Conjugate Operators of 1D-harmonic Oscillator

Abstract: Conjugate operator $T$ of 1D-harmonic oscillator $N=1/2 (p^2+q^2-1)$ is defined by an operator satisfying canonical commutation relation $[N,T]=-i$ on some domain but not necessarily dense.
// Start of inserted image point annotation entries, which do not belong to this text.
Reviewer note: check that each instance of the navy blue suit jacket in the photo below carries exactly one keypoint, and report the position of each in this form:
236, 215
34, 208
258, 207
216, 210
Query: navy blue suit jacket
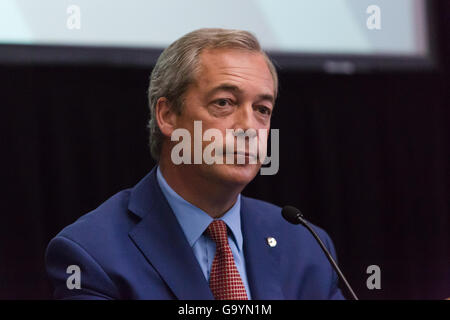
132, 247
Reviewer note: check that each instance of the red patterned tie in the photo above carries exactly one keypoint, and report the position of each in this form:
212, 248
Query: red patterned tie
224, 281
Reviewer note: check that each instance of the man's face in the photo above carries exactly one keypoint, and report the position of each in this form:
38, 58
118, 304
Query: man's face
233, 90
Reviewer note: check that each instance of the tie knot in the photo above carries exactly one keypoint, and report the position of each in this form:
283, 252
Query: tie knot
217, 230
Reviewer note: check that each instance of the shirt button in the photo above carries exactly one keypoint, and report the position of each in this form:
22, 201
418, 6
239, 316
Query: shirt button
271, 241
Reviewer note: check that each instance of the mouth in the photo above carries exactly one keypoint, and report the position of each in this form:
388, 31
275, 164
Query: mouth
245, 154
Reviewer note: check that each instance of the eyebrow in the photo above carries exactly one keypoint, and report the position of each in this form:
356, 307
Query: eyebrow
235, 89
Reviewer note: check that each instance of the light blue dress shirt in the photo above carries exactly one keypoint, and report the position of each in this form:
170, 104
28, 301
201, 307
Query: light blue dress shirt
195, 221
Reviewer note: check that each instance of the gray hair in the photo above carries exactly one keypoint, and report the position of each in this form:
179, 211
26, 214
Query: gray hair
177, 67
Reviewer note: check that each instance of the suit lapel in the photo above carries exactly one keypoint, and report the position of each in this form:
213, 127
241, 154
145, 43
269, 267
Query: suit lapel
161, 240
262, 261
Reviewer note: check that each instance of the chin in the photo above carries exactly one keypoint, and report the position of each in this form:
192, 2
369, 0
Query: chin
235, 174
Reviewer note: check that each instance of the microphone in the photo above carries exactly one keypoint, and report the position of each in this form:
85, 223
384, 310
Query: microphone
294, 216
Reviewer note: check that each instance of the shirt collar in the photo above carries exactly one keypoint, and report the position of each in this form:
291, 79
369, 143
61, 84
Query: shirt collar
193, 220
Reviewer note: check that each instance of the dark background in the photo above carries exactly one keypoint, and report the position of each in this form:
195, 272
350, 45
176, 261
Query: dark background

The angle operator $T_A=1/2 (\arctan q^{-1} p+\arctan pq^{-1} )$ and Galapon operator $T_G=i \sum_{n=0}^\infty(\sum_{m\neq n}\frac{(v_m,\cdot) }{n-m}v_n)$ are examples of conjugate operators, where ${v_n}$ denotes the set of normalized eigenvectors of $N$. Let $T$ be a subset of conjugate operators of $N$. A classification of $T$ are given as $T=T_{{0}}\cup T_{D\setminus {0}}\cup T_{\partial D}$, and $T_A\in T_{{0}}$ and $T_G\in T_{\partial D}$ are shown. Here the classification is specified by a pair of parameters $(\omega,m)\in C\times N$. Finally the time evolution $T_{\omega,m}(t)=e^{itN} T_{\omega,m}e^{-itN}$ for $T_{\omega,m}\in T$ is investigated, and show that $T_{\omega,m}(t)$ is periodic.